How do I know if a crawler respects robots.txt? +

Reputable crawlers from established companies like Google, Microsoft, and most AI companies typically respect robots.txt. You can verify compliance by adding a disallow rule for a specific bot and then monitoring your server logs to see if that bot continues to access blocked URLs. Each bot entry in this directory includes a "respects robots.txt" field to help you understand the expected behavior. You can also use the verification methods listed for each bot to confirm the crawler's identity is genuine.

What is the difference between a web crawler and a web scraper? +

A web crawler (or spider) systematically browses the web to index content, typically following links from page to page. Search engines like Google use crawlers to discover and index web pages. A web scraper extracts specific data from web pages for a particular purpose such as price monitoring or data analysis. The key difference is intent: crawlers aim to index and discover content broadly, while scrapers target specific data from specific pages. Many AI bots function as crawlers that collect training data at scale.

Why are there so many different Google crawlers? +

Google uses specialized crawlers for different purposes: Googlebot handles general web search indexing, Googlebot-Image focuses on image search, Googlebot-Video targets video content, AdsBot-Google checks ad landing page quality, Google-Extended collects data for AI training, and Storebot-Google indexes product and shopping content. Each crawler can be independently controlled via robots.txt, giving website owners granular control over which Google services can access their content.

Should I block all bots from my website? +

Blocking all bots is generally not recommended, as it would prevent search engines from indexing your site, remove you from search results, and stop social media platforms from generating link previews. Instead, take a selective approach: allow search engine bots and social media crawlers that benefit your visibility, while blocking unwanted bots such as aggressive scrapers or AI training crawlers if you prefer not to contribute to their datasets.

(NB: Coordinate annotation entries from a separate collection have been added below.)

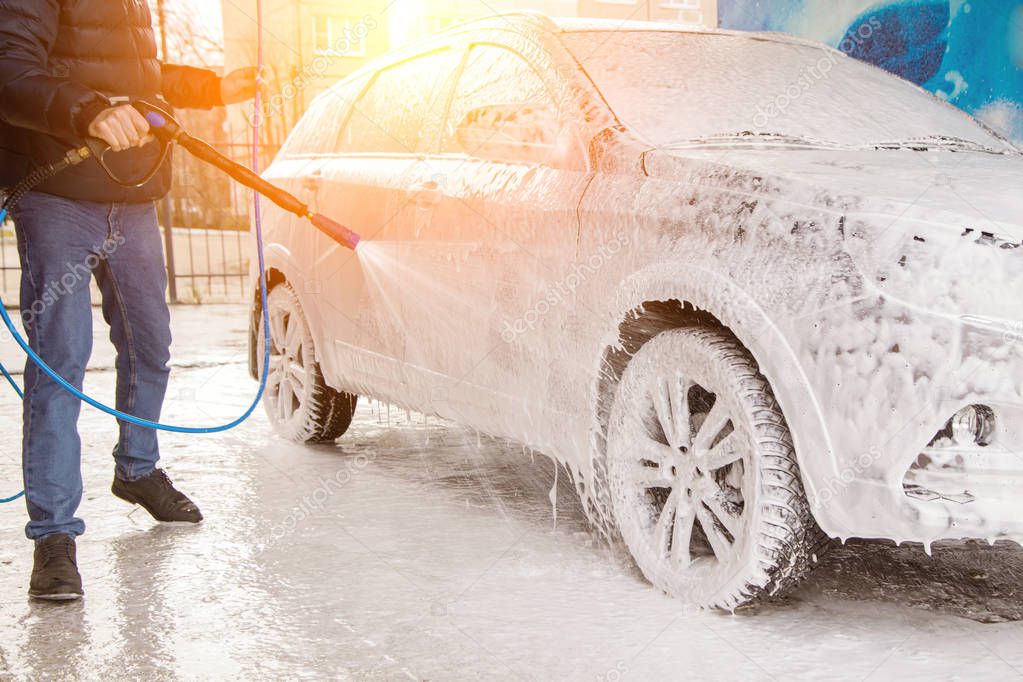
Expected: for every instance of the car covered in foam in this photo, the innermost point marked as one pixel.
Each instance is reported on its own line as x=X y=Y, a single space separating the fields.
x=751 y=292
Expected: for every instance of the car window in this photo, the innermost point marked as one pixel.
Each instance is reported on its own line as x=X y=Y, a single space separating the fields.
x=390 y=117
x=318 y=129
x=501 y=110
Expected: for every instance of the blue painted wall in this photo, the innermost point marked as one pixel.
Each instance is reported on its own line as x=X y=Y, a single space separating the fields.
x=967 y=51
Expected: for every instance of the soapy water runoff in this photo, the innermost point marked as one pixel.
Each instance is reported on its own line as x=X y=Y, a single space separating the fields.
x=415 y=549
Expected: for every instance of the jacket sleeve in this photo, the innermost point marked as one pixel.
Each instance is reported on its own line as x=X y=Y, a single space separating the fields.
x=30 y=96
x=188 y=87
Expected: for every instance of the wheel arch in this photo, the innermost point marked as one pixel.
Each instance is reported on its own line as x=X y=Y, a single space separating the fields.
x=659 y=299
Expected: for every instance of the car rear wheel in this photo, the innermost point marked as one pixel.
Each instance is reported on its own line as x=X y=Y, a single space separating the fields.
x=298 y=401
x=702 y=472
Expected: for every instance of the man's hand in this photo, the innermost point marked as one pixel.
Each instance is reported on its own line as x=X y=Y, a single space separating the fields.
x=121 y=127
x=238 y=86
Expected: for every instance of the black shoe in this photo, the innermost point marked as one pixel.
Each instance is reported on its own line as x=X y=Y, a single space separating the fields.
x=54 y=575
x=158 y=496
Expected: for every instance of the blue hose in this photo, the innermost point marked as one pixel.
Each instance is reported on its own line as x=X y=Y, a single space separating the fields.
x=137 y=420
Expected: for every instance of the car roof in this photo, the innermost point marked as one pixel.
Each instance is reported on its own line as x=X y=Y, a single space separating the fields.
x=541 y=21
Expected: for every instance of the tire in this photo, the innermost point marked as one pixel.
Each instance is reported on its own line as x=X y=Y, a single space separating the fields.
x=702 y=474
x=301 y=406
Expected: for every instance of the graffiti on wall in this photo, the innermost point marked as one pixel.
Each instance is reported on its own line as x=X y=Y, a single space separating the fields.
x=969 y=52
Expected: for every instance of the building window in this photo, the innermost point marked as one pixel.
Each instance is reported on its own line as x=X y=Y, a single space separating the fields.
x=339 y=36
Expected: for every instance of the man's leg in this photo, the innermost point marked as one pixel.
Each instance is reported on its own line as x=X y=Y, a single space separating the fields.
x=133 y=280
x=56 y=238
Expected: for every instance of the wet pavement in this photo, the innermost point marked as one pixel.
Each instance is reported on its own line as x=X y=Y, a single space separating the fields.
x=415 y=549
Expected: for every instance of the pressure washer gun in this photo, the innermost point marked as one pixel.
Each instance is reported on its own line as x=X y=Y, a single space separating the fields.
x=168 y=131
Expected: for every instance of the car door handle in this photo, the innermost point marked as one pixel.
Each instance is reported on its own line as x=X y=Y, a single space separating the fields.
x=427 y=193
x=311 y=183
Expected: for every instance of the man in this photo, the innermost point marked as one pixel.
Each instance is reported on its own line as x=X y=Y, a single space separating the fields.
x=62 y=64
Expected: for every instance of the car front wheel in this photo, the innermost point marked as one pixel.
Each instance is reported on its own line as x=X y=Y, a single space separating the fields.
x=702 y=472
x=301 y=406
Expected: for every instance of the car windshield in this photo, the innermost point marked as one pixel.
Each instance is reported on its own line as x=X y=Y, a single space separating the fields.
x=674 y=87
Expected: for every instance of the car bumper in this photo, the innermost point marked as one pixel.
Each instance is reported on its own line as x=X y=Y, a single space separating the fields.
x=888 y=383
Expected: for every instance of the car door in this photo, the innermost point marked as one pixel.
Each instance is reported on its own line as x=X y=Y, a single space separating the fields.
x=364 y=184
x=492 y=239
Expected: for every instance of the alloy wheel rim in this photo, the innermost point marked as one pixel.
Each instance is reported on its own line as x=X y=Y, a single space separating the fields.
x=685 y=474
x=287 y=376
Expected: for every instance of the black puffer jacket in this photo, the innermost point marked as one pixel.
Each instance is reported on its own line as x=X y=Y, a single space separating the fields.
x=60 y=61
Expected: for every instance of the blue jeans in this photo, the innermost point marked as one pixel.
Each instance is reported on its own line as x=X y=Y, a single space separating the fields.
x=62 y=243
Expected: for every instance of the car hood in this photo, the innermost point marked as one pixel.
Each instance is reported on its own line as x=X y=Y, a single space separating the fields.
x=958 y=189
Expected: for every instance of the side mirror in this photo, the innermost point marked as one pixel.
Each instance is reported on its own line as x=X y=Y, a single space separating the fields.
x=509 y=132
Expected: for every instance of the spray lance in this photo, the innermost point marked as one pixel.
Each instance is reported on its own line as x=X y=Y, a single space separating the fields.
x=167 y=131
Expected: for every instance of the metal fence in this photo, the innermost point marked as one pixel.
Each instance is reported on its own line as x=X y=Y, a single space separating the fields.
x=208 y=249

Review each bot's purpose before deciding whether to allow or block it.

How to Use This User Agent Database

For Website Owners

  • Create robots.txt rules: Look up the robots.txt name for any bot and add allow or disallow rules to control access to your content.
  • Filter analytics data: Exclude known bot user agent strings from your analytics reports to get accurate visitor counts.
  • Configure rate limiting: Set up server-side rate limits for aggressive crawlers to protect your server resources.
  • Audit your traffic: Cross-reference your server logs with this database to identify which bots are crawling your site and how often.

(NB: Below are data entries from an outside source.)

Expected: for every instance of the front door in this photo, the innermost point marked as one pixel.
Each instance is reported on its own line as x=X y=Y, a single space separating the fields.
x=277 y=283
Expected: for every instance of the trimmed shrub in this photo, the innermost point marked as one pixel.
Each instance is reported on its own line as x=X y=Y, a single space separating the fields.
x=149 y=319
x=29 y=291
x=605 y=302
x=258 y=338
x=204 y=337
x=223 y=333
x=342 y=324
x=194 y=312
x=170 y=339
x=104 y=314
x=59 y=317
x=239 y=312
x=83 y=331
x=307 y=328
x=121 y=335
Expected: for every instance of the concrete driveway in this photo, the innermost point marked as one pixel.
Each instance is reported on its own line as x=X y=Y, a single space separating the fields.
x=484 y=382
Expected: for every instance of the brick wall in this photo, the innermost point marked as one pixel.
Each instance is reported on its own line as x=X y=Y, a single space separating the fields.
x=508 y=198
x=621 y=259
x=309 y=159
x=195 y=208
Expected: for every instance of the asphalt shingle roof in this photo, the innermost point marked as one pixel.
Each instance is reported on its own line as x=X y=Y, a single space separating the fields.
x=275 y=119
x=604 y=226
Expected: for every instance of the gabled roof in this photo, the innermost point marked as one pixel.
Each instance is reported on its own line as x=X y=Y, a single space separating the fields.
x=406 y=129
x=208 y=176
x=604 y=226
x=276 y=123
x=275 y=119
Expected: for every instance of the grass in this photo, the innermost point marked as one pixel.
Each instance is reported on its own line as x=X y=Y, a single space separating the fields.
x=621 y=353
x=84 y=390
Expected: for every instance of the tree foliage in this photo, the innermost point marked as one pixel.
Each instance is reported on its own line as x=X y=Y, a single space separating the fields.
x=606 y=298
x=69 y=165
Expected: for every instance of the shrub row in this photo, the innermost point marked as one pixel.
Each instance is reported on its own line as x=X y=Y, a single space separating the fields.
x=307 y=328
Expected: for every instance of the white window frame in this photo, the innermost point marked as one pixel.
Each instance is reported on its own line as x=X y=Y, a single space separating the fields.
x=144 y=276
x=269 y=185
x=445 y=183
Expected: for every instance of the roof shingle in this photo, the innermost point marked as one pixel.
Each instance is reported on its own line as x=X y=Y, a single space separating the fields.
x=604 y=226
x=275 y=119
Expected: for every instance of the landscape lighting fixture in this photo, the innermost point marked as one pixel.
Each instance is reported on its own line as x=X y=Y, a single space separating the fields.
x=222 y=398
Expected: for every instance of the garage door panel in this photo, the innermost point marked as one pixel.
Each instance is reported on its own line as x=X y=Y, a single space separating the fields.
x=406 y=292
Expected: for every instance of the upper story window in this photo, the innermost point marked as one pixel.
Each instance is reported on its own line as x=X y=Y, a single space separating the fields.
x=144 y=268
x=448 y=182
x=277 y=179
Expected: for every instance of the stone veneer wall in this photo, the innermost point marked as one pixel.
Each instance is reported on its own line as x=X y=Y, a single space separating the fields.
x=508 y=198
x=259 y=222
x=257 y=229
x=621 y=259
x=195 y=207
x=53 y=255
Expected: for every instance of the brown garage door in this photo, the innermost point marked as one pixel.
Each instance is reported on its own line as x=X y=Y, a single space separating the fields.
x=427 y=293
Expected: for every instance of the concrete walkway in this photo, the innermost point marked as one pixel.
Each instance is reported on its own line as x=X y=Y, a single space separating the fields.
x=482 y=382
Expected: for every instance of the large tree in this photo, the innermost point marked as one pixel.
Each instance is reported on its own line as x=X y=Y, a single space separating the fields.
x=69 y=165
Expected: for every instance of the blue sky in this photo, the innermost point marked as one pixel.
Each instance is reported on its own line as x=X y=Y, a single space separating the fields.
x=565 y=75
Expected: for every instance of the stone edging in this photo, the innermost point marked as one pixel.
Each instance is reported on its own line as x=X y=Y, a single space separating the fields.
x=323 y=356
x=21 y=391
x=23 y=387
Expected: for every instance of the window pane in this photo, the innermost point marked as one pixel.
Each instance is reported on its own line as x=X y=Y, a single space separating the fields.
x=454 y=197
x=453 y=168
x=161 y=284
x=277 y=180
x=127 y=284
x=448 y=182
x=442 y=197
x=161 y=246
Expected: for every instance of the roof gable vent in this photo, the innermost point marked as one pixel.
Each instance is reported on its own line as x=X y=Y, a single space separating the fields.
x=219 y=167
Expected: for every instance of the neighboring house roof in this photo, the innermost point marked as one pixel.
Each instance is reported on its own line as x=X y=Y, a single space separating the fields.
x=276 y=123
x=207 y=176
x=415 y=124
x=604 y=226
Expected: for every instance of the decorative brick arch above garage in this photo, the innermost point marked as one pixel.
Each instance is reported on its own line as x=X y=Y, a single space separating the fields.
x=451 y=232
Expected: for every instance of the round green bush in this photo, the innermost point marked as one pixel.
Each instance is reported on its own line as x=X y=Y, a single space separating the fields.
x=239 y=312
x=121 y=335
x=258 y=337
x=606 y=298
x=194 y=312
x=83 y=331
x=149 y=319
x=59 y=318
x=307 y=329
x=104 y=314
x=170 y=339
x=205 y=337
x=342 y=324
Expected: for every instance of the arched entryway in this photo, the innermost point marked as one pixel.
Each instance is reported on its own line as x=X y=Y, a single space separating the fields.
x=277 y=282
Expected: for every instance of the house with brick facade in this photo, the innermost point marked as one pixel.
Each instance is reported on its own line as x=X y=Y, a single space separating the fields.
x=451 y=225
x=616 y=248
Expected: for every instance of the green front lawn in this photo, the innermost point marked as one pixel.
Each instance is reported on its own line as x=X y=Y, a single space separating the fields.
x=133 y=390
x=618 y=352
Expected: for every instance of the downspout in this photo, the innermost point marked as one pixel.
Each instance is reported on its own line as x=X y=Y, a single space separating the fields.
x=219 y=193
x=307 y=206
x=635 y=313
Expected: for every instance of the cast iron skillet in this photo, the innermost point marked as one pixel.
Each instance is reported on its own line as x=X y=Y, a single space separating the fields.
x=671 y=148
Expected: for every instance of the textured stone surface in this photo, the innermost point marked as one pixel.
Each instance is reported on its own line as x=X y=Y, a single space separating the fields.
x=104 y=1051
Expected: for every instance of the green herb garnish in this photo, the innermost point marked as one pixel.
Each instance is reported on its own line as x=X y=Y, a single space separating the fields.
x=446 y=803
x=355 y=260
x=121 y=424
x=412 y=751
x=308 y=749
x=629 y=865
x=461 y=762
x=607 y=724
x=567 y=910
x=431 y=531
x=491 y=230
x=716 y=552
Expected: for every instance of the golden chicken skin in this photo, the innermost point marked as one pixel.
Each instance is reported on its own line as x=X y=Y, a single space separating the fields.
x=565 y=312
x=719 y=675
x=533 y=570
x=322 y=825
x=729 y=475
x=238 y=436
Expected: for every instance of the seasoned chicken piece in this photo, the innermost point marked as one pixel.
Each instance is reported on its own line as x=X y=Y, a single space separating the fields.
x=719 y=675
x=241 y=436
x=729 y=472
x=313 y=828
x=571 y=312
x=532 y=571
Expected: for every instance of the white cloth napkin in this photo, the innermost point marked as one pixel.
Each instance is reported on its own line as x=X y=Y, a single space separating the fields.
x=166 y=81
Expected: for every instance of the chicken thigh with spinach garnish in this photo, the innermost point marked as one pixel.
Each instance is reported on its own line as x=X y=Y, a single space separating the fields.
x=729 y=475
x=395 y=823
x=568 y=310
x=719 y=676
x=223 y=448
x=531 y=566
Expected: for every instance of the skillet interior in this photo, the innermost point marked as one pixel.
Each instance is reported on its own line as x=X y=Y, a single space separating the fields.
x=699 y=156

For Developers & Security Teams

  • Bot detection: Use the user agent strings in this database to build detection logic that identifies and classifies bot traffic in your applications.
  • Firewall rules: Create WAF rules to block unwanted bots at the network level before they reach your application servers.
  • Verification: Use the verification methods listed for each bot to confirm that a request actually comes from the claimed bot and not a spoofed user agent.
  • Monitoring: Track the appearance of new or unknown bots in your logs to identify potential scraping or scanning activity.